Thyroiditis is classified into the following types:

 

                                                              i.            Autoimmune thyroiditis

                                                            ii.            Infectious thyroiditis

                                                          iii.            Granulomatous thyroiditis

                                                          iv.            Riedel’s thyroiditis

 

I.      Autoimmune (Lymphocytic) Thyroiditis

 

This is a group of thyroiditis having, in common, infiltration of the thyroid by lymphocytes and plasma cells and occurrence of thyroid specific auto antibodies in the serum.

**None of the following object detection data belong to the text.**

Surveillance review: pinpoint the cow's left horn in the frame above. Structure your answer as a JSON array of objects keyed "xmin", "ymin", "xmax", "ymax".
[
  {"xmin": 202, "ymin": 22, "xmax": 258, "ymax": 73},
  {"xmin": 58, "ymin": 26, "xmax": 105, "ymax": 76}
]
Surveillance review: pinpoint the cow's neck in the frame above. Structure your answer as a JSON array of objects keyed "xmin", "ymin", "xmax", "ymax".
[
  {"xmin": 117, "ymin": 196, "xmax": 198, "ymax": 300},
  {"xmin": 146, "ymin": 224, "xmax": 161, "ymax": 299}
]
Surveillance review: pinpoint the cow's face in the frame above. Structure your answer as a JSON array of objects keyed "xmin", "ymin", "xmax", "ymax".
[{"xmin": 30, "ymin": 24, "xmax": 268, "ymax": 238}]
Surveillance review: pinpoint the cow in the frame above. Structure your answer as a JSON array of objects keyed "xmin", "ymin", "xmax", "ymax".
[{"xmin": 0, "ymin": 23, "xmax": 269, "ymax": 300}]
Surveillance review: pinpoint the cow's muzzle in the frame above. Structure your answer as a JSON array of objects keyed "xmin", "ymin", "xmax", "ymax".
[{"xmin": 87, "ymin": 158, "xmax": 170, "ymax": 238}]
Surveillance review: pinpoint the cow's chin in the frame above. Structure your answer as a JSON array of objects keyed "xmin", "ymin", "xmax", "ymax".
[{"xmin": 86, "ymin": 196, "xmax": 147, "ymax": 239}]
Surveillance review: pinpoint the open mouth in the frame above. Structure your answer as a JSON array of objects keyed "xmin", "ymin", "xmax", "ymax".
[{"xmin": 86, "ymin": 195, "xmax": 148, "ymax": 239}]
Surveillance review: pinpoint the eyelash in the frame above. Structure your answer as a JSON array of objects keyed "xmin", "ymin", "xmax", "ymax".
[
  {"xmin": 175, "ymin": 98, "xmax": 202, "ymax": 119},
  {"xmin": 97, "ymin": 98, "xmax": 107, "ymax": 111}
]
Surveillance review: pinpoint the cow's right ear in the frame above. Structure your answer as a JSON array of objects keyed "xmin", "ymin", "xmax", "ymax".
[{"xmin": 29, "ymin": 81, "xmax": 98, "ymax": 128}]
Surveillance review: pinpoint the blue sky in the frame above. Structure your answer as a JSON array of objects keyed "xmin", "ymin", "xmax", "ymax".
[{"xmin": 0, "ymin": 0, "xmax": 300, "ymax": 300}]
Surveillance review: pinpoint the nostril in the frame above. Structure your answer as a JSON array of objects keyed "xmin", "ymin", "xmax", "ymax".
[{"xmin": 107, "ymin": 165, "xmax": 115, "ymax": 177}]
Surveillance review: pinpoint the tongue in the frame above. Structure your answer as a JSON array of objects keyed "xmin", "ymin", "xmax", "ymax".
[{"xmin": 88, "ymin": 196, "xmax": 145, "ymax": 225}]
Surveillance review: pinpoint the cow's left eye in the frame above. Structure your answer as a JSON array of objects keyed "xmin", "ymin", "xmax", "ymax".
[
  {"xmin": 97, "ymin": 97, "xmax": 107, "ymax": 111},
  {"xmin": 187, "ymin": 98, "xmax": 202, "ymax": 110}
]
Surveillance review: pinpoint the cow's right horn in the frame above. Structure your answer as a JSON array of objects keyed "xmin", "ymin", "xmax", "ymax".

Autoimmune thyroiditis includes:

 

a.             Hashimoto’s Thyroiditis

b.            Atrophic Thyroiditis

c.             Focal lymphocytic Thyroiditis

d.             

a.      Hashimoto’s Thyroiditis: Also called diffuse lymphocytic thyroiditis, struma lymphomatosa or Goitrous auto immune thyroiditis.

 

Etiology

 

  1. HLA association: Hashimoto’s thyroiditis has some association with HLA- DR5.

 

  1. Autoimmune Disease Association: Hashimoto’s disease has been found in association with other auto immune diseases such as Grave’s disease, SLE, Sjogren’s syndrome, rheumatoid arthritis, pernicious anaemia and Type I (juvenile- onset) diabetes.